Extensive whole genome sequencing in humans has established that each individual human carries 275 loss-of-function variants and 75 variants previously implicated in inherited disease (both classes typically heterozygous and differing from person to person), additionally varying from the reference human proteome of 9,000,000 amino acids at 10,500 other sites (0.12%). The deleterious alleles include 200 in-frame indels, 90 premature stop codons, 45 splice-site-disrupting variants and 235 deletions shifting reading frame.

In bison the overall genetic load will surely be worse in view of extreme bottlenecks, small herd size history and unavoidable inbreeding. Offspring will deleterious nuclear genes in the homozygous state will be more abundant than in humans who are inbred too but nearly to the same extent.

Measuring incest in bison

Little bison nuclear genome data is currently available but that situation is changing rapidly with ongoing whole genome sequencing projects not only for bison but also of closely related species such as yak, water buffalo, domestic cow and fossil steppe and plains bison that can help establish a baseline of normality for current conservation herd bison.

Humans however are already intensively studied. Here incest studies in human have transferable implications to bison herds with limited a number of bulls or a single bull maintaining breeding dominance across generations. The graphic at left shows how a human SNP chip [ http://www.thelancet.com/journals/lancet/article/PIIS0140-6736%2811%2960201-8/fulltext detected incest] in a 3-year-old boy with multiple medical issues without access to parental dna.

The green blocks show 668 million base pairs of DNA homozygosity out of the 716 Mbp expected for parent-child incest (coefficient of inbreeding 1/4, human genome size 3.000 Mbp). This represents a quarter of the genes, so approximately 5,000 of which 62 would be expected to have carried deleterious mutations of which 31 on average would now be homozygous deleterious in the child. Incest is a crime in nearly all human societies but management-driven incest in bison is not.

The SNP chip here had 620,901 markers, representing 12x the resolution available for the comparable cattle chip applied to bison. Thus the bison chip would give clear results but not the sharp resolution because the median marker spacing would slip to 32.4 kbp and the average spacing to 56.4 kbp. For matings between bison related at the second degree (uncle-niece, double first cousins), the inbreeding coefficient is 1/8 and expected level of homozygosity 358 Mb. Here the calf would carry roughly 15 deleterious mutations.

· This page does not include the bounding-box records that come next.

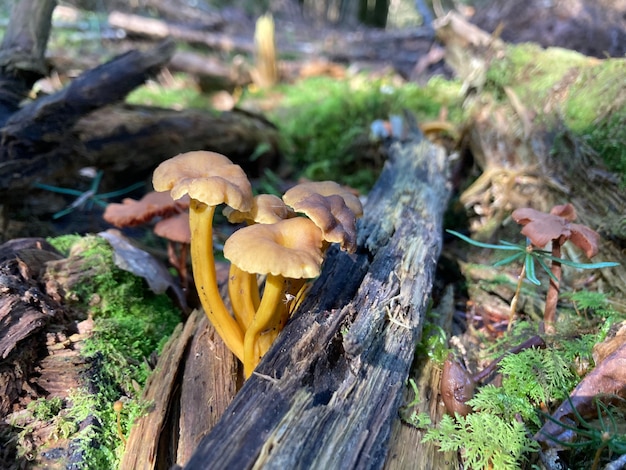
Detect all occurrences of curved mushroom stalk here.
[224,217,323,377]
[189,199,244,361]
[152,151,253,359]
[243,274,288,378]
[251,279,309,370]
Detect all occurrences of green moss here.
[270,76,462,191]
[42,235,180,469]
[487,43,590,102]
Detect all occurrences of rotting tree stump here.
[122,123,451,469]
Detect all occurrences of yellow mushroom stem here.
[255,279,309,358]
[228,263,261,331]
[243,274,289,378]
[189,199,244,361]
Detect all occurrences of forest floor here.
[0,2,626,468]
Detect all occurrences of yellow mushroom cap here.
[224,217,324,279]
[283,181,363,253]
[223,194,295,224]
[152,151,252,211]
[283,181,363,218]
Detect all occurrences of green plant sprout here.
[446,230,619,328]
[35,170,144,219]
[400,378,432,429]
[544,396,626,470]
[422,412,539,470]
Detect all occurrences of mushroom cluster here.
[153,151,363,378]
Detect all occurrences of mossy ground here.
[35,235,180,469]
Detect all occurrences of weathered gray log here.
[182,123,450,469]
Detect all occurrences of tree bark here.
[176,123,450,469]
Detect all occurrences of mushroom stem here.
[255,279,307,357]
[543,238,562,325]
[228,263,261,331]
[189,198,243,360]
[243,274,288,378]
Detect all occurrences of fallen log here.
[0,0,278,239]
[183,121,450,469]
[117,123,450,469]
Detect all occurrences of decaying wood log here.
[108,11,254,53]
[120,310,238,470]
[0,0,174,191]
[385,285,460,470]
[166,124,450,469]
[0,0,278,239]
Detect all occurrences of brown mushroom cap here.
[511,204,600,258]
[103,191,189,228]
[294,194,356,253]
[223,194,295,224]
[224,217,323,279]
[283,181,363,253]
[152,151,252,211]
[283,181,363,218]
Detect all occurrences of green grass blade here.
[541,255,620,269]
[446,229,524,251]
[33,183,84,196]
[493,251,525,268]
[535,256,559,283]
[525,253,541,286]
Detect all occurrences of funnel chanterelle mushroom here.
[223,194,296,332]
[224,217,323,377]
[283,181,363,253]
[152,151,253,360]
[511,203,600,324]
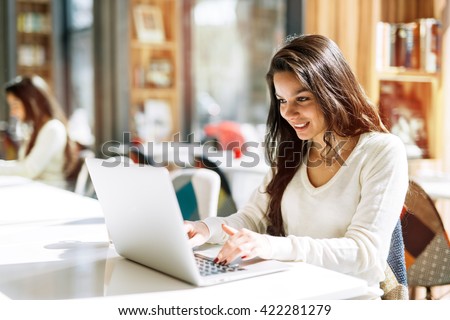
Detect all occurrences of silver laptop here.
[86,158,290,286]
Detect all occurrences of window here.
[192,0,286,133]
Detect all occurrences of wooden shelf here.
[131,40,177,50]
[128,0,181,141]
[378,67,440,82]
[16,0,54,87]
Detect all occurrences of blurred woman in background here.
[0,76,76,188]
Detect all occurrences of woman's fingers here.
[217,229,258,264]
[222,224,238,236]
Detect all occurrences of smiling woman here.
[186,35,408,297]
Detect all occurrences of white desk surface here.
[0,182,367,301]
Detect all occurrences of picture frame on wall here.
[133,5,165,43]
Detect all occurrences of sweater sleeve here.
[0,120,67,179]
[267,135,408,278]
[203,171,272,243]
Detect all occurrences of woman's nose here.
[284,102,299,118]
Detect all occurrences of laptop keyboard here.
[195,254,245,277]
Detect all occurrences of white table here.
[0,182,367,302]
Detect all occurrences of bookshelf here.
[129,0,181,141]
[305,0,450,164]
[375,13,443,159]
[16,0,54,85]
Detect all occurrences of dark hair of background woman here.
[5,76,76,177]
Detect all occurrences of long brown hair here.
[5,76,76,177]
[265,35,387,236]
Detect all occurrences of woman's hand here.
[184,221,210,247]
[214,224,272,264]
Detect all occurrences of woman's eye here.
[297,97,309,102]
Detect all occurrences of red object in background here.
[204,121,245,158]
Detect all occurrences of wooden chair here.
[401,181,450,299]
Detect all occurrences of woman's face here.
[273,71,327,143]
[6,93,26,122]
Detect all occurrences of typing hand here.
[214,224,271,264]
[184,221,210,247]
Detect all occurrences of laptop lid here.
[86,158,200,283]
[86,158,289,285]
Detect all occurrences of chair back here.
[402,181,450,287]
[171,168,220,220]
[380,219,409,300]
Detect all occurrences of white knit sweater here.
[204,133,408,288]
[0,119,67,187]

Bison are routinely corralled and tested for previous exposure to brucellosis. The blood samples taken also serve for DNA sampling, where a tiny volume placed on special filter paper is stable for years at room temperature. These FTA cards provide DNA suitable for readout on the widely used bovine SNP beadchip Illumina. Thus it is fast and cheap to determine the extent of inbreeding at Yellowstone National Park even though cattle introgression (the main use of the chip in bison) is not the issue there. Inbreeding and long-ago introgression are the same thing, just opposite extremes.